Enormities Blemish Movies

Westbrook Pegler

El Paso Herald

March 8, 1961

The best moving pictures ever made were Walt Disney’s fairy tales in color such as “Barnyard Symphony,” “The Country Mouse,” and “Snow White” in which countless drawings were strung together so smoothly that these graduations seemed to be photographs of actual creatures from out of this world.

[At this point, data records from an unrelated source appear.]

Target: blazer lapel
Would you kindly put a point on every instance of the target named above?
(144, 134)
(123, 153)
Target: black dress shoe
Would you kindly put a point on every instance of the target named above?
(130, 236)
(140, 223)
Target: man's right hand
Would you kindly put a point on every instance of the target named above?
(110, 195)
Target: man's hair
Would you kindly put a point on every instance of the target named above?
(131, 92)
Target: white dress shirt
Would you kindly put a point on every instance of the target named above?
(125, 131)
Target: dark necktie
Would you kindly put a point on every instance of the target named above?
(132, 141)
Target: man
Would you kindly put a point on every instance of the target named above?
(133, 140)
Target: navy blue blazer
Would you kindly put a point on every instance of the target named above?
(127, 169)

The music was consistent as in “Barnyard Symphony” where horses whickered and fowl expressed themselves in cackles and clucks of superb absurdity, all of it loyal to an operatic theme. 

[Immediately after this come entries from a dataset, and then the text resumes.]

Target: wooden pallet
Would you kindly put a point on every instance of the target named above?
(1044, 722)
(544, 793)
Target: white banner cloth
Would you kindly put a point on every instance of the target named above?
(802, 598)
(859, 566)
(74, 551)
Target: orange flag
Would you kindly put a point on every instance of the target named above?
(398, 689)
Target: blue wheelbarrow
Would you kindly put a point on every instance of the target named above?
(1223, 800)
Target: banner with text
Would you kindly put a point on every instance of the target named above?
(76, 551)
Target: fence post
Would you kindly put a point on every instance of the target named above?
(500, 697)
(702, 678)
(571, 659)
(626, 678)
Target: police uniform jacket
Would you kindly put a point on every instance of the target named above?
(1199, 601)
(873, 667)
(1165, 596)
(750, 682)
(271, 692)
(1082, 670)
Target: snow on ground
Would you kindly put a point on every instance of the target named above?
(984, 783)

There came a week, just before Christmas a quarter of a century ago, when someone barely dusted out the New Amsterdam Theater on 42nd street, the scene of the great Ziegfeld Follies, and installed half a dozen spools of this great American art, a form which no other people on earth has ever approached and no other genius but Disney had the gift and patience to create. 

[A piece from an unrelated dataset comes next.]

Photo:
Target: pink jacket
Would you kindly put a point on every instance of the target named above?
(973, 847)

I was then slave to a young friend now six feet two and nudging 30 who wanted to see Santa Claus not only at Macy’s but at Gimbel’s and Wanamaker’s and on all the corners thereabout. I did my duty loyally until 4 o’clock, when lights were coming on and reminded him that he had promised, on his part, to sit through my kind of show.

He trudged along in slush, often lost in a wilderness of hurrying trouser legs and skirts, and up the stairs to second balcony, for the festival had captivated many others who may have had a faint intimation that this might be their last hour of such beauty on this more and more evil earth.

I remember with longing scene in which the country mouse fell into a champagne glass at a great table after the party and drank his way out, emerging so belligerent that he blethered a challenge to his own dancing image reflected in a tremulous mold of jelly.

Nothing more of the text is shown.